ECLI:NL:RBZWB:2022:2673

Rechtbank Zeeland-West-Brabant

Datum uitspraak
16 mei 2022
Publicatiedatum
16 mei 2022
Zaaknummer
BRE 20/8296
Instantie
Rechtbank Zeeland-West-Brabant
Type
Uitspraak
Rechtsgebied
Bestuursrecht; Belastingrecht
Procedures
  • Eerste aanleg - enkelvoudig
Vindplaatsen
  • Rechtspraak.nl
AI samenvatting door LexboostAutomatisch gegenereerd

Bestuursrechtelijke procedure inzake naheffingsaanslag verbruiksbelasting en verzuimboete

Op 16 mei 2022 heeft de Rechtbank Zeeland-West-Brabant uitspraak gedaan in een bestuursrechtelijke procedure tussen een belanghebbende en de inspecteur van de Belastingdienst, alsook de Minister van Justitie en Veiligheid. De zaak betreft een bezwaar tegen een naheffingsaanslag verbruiksbelasting over de periode van 1 januari 2014 tot en met 30 juni 2018, waarbij ook een verzuimboete en belastingrente in rekening waren gebracht.

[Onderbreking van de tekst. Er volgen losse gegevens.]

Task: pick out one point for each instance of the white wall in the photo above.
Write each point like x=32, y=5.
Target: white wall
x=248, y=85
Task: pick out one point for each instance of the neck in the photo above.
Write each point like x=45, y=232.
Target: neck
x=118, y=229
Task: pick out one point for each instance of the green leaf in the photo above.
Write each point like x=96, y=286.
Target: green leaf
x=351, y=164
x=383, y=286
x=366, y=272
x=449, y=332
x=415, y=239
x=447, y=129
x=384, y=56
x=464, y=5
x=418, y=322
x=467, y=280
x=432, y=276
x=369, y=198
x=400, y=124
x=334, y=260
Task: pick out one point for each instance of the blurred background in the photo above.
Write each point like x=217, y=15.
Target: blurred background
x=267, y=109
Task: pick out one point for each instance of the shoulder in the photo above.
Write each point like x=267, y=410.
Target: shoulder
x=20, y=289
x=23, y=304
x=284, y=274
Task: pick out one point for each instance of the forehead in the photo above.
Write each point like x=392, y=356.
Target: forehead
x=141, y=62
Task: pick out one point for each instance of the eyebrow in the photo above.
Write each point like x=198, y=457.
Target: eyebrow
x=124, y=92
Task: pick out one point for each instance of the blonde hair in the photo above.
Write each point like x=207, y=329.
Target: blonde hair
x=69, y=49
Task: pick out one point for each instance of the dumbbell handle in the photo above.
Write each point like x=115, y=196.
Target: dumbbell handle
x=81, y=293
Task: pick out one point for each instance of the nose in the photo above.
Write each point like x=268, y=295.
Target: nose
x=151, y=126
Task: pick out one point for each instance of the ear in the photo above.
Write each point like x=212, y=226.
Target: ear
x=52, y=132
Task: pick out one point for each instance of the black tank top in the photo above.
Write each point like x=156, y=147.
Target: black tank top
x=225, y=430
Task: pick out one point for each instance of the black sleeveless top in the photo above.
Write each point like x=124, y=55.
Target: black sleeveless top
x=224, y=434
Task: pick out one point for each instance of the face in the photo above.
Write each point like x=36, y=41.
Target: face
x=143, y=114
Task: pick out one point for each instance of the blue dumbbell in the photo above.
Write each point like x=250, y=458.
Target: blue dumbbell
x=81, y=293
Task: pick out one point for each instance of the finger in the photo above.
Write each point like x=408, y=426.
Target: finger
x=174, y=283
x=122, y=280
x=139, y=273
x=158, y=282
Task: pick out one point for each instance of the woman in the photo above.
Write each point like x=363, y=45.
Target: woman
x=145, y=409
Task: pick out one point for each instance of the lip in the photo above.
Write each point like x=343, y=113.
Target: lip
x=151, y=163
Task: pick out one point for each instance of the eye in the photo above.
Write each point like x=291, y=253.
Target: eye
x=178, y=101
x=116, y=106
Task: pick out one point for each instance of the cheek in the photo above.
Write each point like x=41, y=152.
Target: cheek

De uitspraak van de inspecteur op het bezwaar vond plaats op 20 augustus 2020.

Tijdens de zitting op 22 april 2022 in Breda, zijn de gemachtigde van de belanghebbende, mr. R.B.H. Beune, en vertegenwoordigers van de inspecteur gehoord. De rechtbank heeft geoordeeld dat het beroep van de belanghebbende gegrond is. De rechtbank heeft de uitspraak op bezwaar vernietigd, de naheffingsaanslag verminderd tot € 16.500, de verzuimboete vernietigd en de inspecteur veroordeeld tot vergoeding van immateriële schade van € 200. Daarnaast is de Minister veroordeeld tot vergoeding van immateriële schade van € 300 en zijn de proceskosten van de belanghebbende vastgesteld op € 1.518.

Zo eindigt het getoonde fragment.